Perhaps that works for me based on where I fish, my home river is predominately populated with caddis fly species. I have never seen a caddis fly sit still on the water, unless it was just plain dead. I do admit that when there is a mayfly hatch going on, I do tend to tone down my presentation intensity.

Above and beyond the kinds of flies on the water, it seems to me that when a fly is dead drifted, one relies entirely on the outline of the fly to distinguish it from a stick, weed or cigarette butt that happens to be floating along. However when you add movement, I think that at least capture's the fishes attention. Weeds and sticks don't twitch around. One would think the right kind of movement would be something the fish key in on to indicate that something is alive, therefore a candidate for a light snack. As I think about it, we may be just the opposite. I never want to see any kind of movement on my dinner plate.

So at least when I'm fishing moving waters, I want a very generic looking fly, that I can fish in a variety of presentations, hopefully giving the fish just enough of a look to convince it that he better grab it while he has a chance. I like a fly that mostly floats, something I can twitch or skate. I do like to be able to give it a tug, so it breaks the surface tension, allowing me to swing the fly just below the surface.

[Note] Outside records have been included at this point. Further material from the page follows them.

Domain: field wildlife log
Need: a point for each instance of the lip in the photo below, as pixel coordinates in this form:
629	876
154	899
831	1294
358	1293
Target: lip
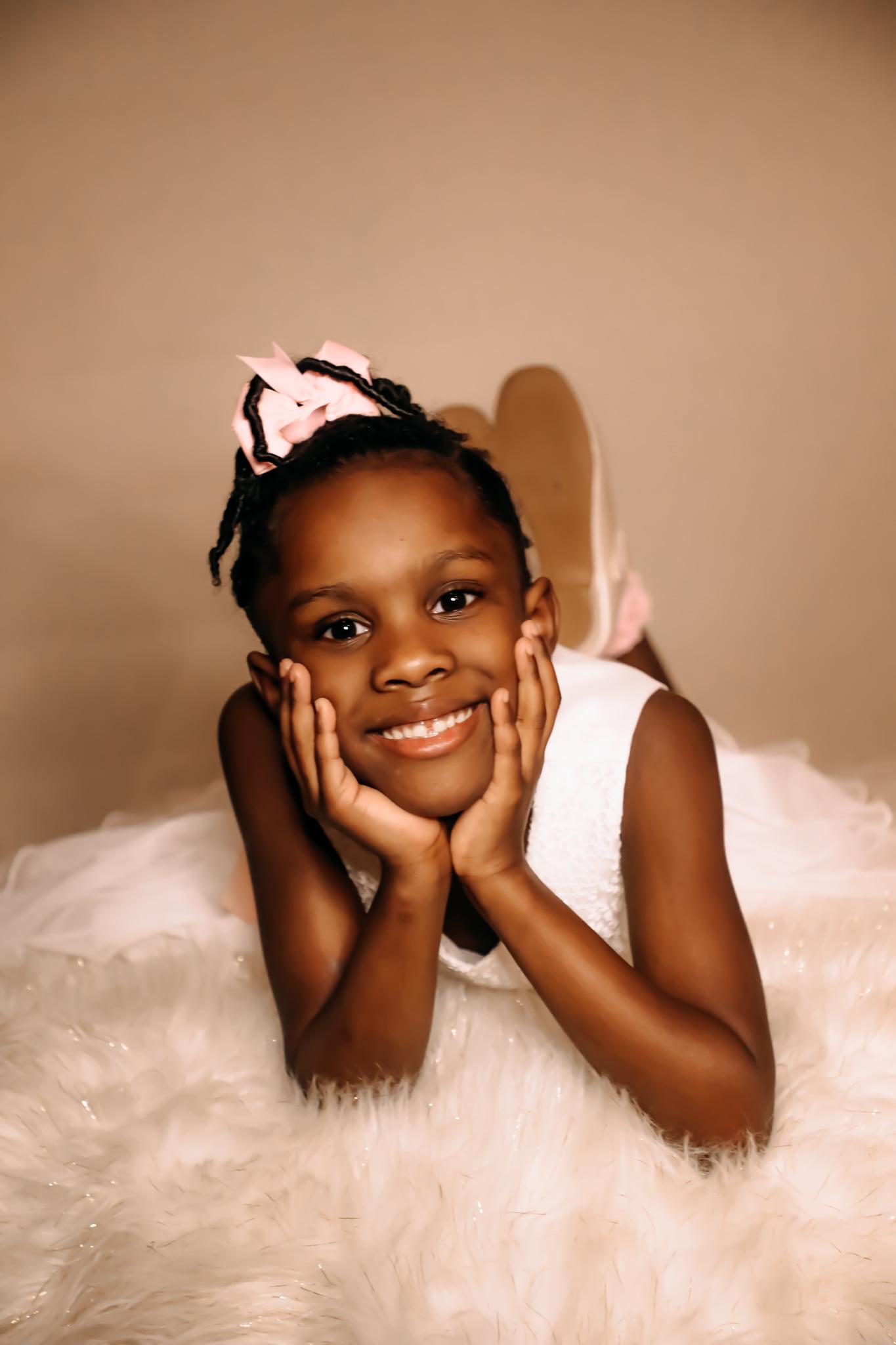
433	708
438	745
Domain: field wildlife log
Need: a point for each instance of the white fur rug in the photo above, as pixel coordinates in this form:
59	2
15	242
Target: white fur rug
164	1181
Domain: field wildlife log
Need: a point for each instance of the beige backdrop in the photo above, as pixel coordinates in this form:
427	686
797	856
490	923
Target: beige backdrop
685	206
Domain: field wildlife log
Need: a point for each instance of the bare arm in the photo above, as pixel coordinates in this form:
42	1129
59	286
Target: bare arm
354	992
684	1029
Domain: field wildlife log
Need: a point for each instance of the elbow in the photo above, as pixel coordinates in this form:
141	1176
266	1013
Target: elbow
734	1114
742	1115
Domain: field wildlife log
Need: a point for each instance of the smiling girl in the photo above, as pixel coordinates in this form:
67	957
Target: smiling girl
422	774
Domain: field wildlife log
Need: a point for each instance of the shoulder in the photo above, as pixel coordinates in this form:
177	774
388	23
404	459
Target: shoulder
246	734
672	780
242	712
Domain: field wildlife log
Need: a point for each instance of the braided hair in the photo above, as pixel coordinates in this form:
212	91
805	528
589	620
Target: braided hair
405	430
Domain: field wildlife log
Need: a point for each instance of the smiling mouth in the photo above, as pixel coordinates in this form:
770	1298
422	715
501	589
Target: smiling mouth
427	728
431	738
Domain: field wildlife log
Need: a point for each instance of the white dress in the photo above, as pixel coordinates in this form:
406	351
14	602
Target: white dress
789	829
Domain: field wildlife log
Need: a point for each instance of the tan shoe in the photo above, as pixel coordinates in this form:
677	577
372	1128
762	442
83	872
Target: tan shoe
545	444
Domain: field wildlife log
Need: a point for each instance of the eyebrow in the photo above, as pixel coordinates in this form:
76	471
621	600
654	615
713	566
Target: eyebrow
345	592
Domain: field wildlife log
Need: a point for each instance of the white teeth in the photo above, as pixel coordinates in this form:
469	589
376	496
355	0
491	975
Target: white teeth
429	728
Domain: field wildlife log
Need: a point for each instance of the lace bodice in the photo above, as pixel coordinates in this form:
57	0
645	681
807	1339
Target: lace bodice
576	814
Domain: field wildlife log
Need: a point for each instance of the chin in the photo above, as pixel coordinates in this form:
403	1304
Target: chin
440	798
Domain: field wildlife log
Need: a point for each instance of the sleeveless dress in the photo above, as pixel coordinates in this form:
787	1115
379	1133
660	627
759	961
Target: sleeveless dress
789	830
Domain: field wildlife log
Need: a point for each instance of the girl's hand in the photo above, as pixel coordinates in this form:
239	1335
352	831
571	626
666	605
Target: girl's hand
332	794
489	838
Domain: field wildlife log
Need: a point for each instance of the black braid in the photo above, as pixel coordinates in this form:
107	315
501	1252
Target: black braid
406	428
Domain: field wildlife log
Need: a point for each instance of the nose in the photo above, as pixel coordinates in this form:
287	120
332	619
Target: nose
412	657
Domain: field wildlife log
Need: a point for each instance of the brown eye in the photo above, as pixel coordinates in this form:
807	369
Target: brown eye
456	600
345	628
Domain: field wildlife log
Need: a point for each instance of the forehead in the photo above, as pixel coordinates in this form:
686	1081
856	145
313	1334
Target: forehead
381	521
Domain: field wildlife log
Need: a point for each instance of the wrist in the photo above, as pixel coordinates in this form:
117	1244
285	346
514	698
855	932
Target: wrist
494	877
426	873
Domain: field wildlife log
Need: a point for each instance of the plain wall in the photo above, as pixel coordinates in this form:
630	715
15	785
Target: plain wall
688	208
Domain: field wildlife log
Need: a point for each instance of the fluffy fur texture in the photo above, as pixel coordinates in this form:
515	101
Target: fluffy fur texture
164	1181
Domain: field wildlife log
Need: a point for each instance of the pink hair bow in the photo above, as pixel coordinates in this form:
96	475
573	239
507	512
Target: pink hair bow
295	405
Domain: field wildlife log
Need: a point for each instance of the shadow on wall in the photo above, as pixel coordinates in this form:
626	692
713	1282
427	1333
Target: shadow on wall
117	692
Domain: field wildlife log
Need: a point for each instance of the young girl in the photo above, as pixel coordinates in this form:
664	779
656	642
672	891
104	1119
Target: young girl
421	772
429	785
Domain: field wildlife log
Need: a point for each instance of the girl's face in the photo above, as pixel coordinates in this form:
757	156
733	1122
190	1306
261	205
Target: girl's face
403	600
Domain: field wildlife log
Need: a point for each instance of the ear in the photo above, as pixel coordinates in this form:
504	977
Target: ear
543	607
267	680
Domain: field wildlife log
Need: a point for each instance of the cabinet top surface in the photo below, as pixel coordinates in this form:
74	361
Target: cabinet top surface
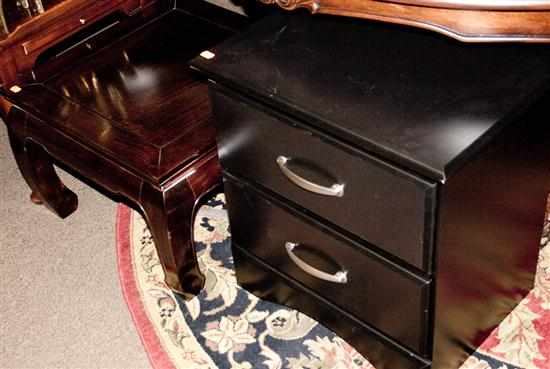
413	97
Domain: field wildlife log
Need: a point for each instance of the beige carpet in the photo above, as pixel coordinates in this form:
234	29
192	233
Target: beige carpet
60	301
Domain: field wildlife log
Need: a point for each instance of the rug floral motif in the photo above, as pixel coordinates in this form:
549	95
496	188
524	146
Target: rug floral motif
226	327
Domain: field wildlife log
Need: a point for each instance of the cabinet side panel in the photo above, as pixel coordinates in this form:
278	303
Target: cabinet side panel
490	224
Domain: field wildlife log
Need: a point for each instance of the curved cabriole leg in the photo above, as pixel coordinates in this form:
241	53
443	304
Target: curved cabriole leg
169	215
37	169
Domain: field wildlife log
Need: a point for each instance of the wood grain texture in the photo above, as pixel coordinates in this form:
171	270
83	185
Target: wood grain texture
512	21
312	89
132	119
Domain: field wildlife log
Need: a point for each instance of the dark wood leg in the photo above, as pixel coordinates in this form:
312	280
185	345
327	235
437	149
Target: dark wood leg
37	169
169	214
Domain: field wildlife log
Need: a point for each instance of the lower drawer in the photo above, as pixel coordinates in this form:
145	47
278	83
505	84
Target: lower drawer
391	300
259	279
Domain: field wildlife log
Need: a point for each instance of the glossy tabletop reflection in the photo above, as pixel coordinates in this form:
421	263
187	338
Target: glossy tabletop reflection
137	92
453	92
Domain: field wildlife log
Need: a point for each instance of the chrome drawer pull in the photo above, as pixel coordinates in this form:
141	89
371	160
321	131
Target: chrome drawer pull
336	190
339	277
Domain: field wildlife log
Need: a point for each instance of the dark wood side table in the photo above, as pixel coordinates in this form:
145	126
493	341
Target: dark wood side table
130	117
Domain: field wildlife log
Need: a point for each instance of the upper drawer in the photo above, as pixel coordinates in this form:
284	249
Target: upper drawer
389	208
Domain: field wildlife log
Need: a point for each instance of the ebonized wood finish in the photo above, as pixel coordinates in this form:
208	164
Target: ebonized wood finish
443	154
132	118
464	20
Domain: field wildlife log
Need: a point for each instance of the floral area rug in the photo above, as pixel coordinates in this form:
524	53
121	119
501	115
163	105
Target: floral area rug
225	327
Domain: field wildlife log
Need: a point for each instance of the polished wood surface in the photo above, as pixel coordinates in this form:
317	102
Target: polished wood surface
22	46
383	205
265	225
131	118
469	119
464	20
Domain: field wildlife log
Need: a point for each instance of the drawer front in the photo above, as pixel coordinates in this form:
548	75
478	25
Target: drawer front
381	204
71	24
388	299
264	283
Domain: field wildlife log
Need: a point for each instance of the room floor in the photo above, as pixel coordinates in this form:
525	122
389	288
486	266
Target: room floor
61	305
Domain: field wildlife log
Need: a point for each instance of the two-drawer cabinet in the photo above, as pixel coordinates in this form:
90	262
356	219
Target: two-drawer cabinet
389	182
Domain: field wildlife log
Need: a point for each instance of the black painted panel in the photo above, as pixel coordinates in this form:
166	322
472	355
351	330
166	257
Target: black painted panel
385	206
263	228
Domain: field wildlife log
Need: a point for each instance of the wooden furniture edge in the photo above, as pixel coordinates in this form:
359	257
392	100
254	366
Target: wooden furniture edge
465	25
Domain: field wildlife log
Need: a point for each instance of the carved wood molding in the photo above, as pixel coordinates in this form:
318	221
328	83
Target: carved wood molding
464	20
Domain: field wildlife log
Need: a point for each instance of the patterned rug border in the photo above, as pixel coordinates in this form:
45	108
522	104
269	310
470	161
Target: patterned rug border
158	357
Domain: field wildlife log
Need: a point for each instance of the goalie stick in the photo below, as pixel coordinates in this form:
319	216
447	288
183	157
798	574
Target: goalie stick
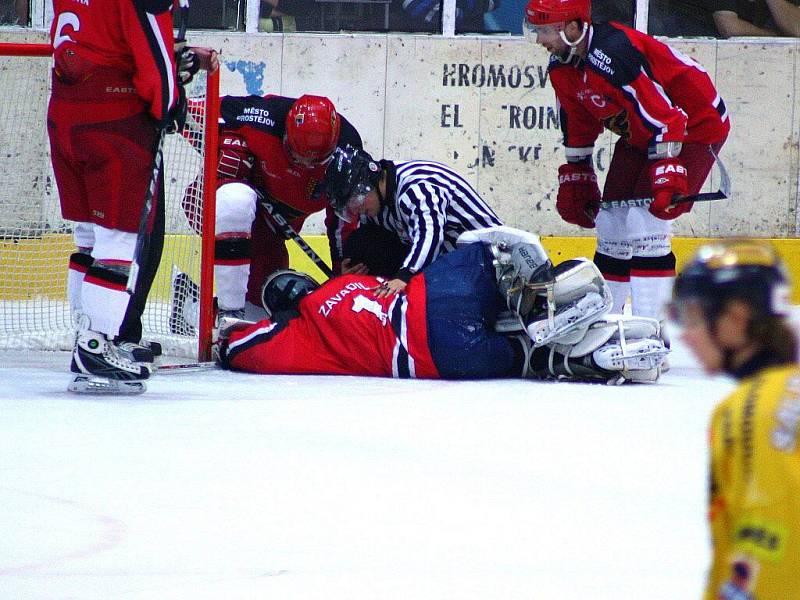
142	235
723	193
288	232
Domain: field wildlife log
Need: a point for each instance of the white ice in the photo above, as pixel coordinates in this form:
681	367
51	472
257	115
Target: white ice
220	485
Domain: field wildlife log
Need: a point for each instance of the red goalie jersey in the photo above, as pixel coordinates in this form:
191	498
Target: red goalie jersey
639	88
125	48
343	329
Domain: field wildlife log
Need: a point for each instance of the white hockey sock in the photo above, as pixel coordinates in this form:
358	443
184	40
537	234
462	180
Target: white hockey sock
619	292
650	295
104	304
231	283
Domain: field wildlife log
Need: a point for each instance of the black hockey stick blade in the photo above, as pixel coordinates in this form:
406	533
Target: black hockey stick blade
142	236
723	193
288	232
187	368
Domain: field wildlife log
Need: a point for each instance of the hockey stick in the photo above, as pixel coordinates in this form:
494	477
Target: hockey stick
142	236
288	232
187	368
723	193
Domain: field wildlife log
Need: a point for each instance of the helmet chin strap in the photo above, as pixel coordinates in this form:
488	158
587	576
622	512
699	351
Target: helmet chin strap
573	46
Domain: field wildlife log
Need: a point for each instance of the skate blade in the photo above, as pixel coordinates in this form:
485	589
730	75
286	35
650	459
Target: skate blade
91	384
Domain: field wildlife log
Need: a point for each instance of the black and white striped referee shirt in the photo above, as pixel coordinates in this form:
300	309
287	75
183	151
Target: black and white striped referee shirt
429	205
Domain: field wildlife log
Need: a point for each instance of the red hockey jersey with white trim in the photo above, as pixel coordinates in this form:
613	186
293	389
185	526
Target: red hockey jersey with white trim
251	149
133	37
343	329
639	88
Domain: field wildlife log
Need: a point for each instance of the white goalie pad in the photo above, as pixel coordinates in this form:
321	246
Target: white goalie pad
580	297
622	348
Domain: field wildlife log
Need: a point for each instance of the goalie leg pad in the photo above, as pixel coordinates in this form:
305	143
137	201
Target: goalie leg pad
91	384
498	235
581	297
614	349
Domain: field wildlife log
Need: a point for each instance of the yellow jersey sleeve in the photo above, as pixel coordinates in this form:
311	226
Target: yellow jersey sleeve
754	501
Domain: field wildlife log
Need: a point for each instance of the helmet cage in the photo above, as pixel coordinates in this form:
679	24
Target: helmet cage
284	289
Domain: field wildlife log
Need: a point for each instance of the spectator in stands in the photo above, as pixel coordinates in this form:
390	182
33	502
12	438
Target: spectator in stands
760	18
285	15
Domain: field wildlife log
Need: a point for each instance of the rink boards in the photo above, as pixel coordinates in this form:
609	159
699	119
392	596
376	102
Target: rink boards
57	248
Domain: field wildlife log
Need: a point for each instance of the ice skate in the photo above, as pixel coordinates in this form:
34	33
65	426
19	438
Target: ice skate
101	368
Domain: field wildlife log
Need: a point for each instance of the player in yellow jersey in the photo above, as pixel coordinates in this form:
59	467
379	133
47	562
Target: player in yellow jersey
732	301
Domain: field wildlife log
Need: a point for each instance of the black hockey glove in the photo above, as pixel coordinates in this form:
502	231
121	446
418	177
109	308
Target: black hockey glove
186	62
176	119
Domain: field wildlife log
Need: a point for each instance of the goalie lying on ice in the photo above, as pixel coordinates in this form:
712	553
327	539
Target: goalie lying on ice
495	307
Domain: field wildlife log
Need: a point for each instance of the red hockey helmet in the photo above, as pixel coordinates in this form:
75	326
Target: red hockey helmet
545	12
312	130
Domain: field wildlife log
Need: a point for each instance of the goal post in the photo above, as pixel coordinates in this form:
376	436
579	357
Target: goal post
35	242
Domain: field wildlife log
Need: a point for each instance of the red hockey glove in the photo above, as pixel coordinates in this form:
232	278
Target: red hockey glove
668	178
578	195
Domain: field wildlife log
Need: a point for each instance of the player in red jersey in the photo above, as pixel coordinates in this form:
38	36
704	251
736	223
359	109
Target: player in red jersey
451	321
669	117
115	85
278	147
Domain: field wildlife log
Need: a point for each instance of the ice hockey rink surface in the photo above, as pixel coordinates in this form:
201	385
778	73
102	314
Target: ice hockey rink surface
219	485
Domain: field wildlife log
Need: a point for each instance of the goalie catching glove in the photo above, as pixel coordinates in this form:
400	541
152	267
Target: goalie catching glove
579	197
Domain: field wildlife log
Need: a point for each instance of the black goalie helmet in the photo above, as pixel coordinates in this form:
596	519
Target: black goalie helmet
350	176
283	290
746	270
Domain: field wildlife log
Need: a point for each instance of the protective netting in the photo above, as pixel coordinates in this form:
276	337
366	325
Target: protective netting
35	242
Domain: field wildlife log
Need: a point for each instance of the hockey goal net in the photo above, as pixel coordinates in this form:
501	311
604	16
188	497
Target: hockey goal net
35	242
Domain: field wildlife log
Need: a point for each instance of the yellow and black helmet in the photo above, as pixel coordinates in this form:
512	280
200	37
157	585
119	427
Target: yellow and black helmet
746	270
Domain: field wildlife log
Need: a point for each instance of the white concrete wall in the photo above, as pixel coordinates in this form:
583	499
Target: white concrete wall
483	105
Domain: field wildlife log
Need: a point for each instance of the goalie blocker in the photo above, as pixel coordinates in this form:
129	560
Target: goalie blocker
495	307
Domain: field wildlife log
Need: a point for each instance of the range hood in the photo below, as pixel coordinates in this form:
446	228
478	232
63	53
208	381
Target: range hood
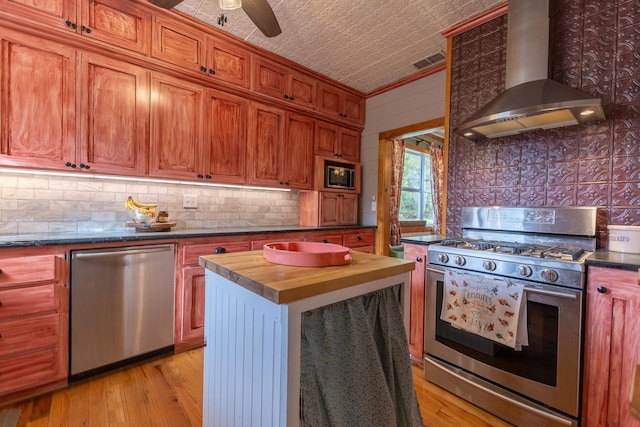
531	101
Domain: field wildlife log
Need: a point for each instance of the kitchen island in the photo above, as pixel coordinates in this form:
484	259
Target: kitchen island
259	356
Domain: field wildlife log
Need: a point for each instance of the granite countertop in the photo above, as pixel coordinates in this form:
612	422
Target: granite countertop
284	284
130	234
610	259
424	239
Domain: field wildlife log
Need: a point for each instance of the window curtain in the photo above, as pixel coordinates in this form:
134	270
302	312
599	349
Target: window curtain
397	168
355	368
436	152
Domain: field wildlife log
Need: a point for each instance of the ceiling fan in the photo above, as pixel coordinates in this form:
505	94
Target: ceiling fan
259	11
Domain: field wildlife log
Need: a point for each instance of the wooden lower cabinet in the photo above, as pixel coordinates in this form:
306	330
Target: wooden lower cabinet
612	346
34	319
418	254
189	306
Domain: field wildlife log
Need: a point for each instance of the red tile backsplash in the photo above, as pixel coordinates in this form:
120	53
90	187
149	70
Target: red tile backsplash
594	47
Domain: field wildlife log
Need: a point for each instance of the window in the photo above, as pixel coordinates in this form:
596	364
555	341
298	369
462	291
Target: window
416	203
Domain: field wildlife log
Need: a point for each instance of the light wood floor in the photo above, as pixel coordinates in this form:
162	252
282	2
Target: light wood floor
168	392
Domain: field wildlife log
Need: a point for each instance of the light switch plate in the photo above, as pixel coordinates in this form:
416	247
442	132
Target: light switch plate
190	201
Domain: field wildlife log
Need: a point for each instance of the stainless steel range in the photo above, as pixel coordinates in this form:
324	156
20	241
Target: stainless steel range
541	251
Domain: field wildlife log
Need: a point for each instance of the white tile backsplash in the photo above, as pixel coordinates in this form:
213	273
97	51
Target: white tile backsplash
31	203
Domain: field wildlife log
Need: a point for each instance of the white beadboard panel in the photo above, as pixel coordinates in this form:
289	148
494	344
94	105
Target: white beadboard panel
245	357
416	102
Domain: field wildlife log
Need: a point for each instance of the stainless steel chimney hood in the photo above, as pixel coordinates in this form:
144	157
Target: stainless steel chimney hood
531	101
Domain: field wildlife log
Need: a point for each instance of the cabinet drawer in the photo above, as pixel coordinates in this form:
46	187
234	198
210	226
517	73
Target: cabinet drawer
31	269
353	240
30	300
193	252
30	370
26	334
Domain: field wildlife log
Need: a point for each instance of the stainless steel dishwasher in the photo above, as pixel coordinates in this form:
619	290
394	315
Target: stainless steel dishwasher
122	306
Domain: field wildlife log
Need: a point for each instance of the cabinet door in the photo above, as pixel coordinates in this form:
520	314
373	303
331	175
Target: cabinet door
612	346
115	22
264	153
418	254
269	78
115	109
228	63
349	145
53	13
302	90
225	138
298	152
176	128
178	44
37	106
348	209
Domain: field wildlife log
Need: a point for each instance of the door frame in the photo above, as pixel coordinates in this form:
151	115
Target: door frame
385	140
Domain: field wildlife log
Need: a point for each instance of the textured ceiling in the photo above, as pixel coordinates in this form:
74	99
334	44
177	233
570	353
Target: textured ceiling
365	44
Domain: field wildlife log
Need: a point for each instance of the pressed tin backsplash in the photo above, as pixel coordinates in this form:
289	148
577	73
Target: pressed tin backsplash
594	47
33	203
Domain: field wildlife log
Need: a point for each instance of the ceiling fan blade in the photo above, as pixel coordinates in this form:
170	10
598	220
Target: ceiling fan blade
166	4
260	12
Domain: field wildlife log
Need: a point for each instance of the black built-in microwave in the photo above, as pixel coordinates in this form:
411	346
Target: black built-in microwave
339	175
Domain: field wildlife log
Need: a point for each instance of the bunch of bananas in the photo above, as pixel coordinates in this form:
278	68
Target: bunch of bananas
143	208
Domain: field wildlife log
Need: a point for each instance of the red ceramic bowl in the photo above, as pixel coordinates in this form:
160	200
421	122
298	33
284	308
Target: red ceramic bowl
307	254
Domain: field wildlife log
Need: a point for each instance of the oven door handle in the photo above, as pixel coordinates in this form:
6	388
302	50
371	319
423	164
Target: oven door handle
546	292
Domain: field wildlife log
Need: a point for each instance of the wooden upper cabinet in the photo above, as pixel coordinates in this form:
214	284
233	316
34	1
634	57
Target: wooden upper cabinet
334	141
115	110
225	138
283	83
279	148
117	23
192	49
176	128
37	104
341	104
264	145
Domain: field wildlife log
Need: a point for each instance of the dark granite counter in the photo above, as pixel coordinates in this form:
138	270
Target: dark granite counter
609	259
130	235
427	239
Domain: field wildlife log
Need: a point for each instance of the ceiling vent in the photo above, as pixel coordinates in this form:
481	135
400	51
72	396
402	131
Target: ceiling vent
430	60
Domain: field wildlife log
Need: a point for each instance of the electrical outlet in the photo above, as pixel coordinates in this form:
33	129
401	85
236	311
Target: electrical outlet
190	201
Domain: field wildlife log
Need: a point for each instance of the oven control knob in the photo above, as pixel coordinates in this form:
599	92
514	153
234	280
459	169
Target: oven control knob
549	275
488	265
524	270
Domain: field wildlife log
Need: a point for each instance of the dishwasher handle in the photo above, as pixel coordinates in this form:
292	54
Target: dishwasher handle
120	252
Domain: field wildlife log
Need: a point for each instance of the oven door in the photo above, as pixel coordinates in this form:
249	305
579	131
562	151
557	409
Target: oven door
547	370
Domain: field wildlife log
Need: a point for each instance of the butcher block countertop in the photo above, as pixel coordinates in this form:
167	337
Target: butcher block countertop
284	284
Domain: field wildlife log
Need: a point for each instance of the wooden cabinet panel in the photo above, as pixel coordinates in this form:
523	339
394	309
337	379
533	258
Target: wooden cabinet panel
37	108
266	133
334	141
123	24
26	301
22	372
115	106
282	83
225	138
297	154
612	346
228	63
418	254
178	44
176	128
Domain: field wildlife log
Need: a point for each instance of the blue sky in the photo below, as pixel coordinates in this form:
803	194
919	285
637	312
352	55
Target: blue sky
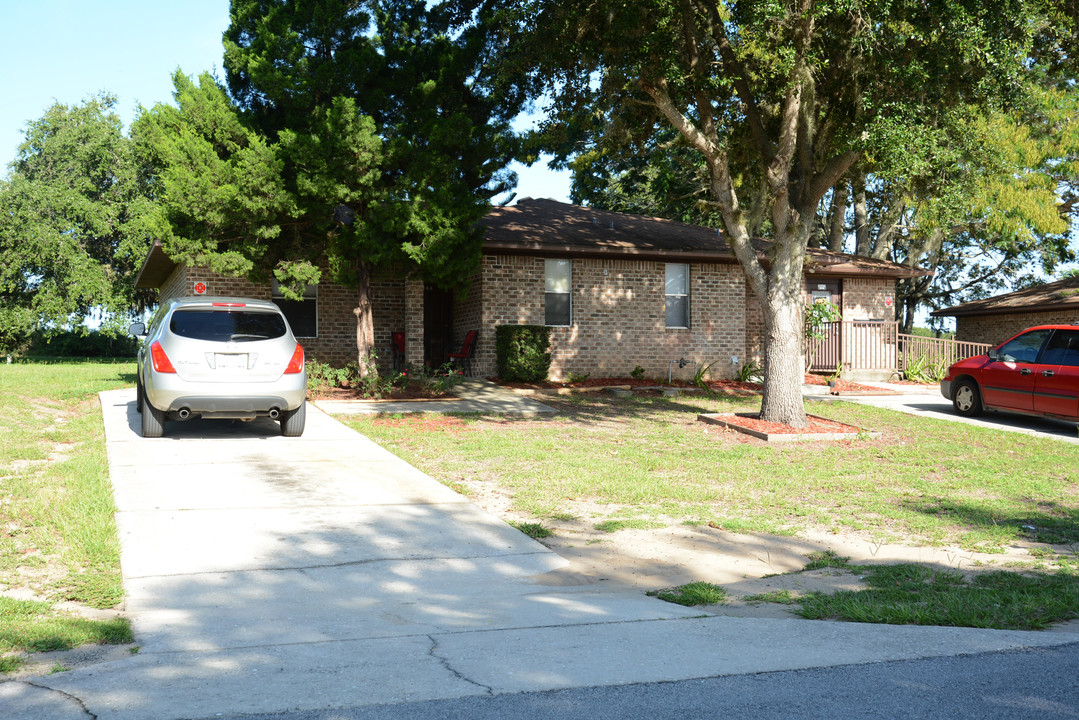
65	51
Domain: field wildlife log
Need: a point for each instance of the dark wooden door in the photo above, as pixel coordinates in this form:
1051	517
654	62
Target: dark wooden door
437	325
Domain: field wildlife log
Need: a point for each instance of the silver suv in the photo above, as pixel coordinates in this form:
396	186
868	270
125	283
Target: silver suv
219	357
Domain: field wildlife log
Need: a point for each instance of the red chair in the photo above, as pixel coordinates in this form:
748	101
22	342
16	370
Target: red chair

I've been fishing this way for about the past 20 years, and my preference for fly of choice has slightly evolved. I've always pretty much settle on something in about a size 14, probably more or less based on the Goldilocks theory - something not too big, not too small, but just right. I do tend to maybe switch to a smaller fly as the season progresses, but a #16 is about as small as my old eyes can handle.

The first fly pattern I used to fish this way was something called a devil bug. It's an old Michigan based patterned, some deer hair lashed fore and aft over a thread or chenille body. It's trimmed close at the front to form a head. Then for a while I was fishing a Goofus Bug/Humpy, very simular, but with wings. I liked it, but I never got very good at tying a really nice looking one.

Next I went to a elk hair caddis. The palmer hackle helped when skating the fly. Somewhere along the way, I think while fishing an elk hair that had been dehaired after being mauled by a couple dozen trout, I wondered if it even needed a wing.

That's pretty much where I'm at now, a simple body with a feather palmered it's length. Picture a hairless elk hair caddis if you will.

To be honest, that was the appeal to me of tenkara, the long rod provides a level of control allowing one to provide fairly precise manipulation of one's fly. It didn't hurt to hear that many of the long time practitioners in Japan fished a single favorite simple pattern. Great minds think alike, right?

Well, that's my two cents worth.

What do y'all think?

1 comment:

  1. Your modified elk hair caddis sounds like a woolly bugger on a diet -- skinny & no marabou tail -- or a Woolly Worm on a diet -- skinny and had not tail to begin with.

    I rather think the wings of an EHC are for flotation, even though I sure Troth was inspired by their resemblance to a sedge. I told Al one time that I'd seen someone fishing an EHC that with bright pink elk hair for the wing, and asked if they guy had wrecked the fly doing that.

    "Nope," he said. "That will work fine." I was surprised, and still think of that whenever the subject of color comes up when flies are being discussed. I have a lot of respect for Al Troth.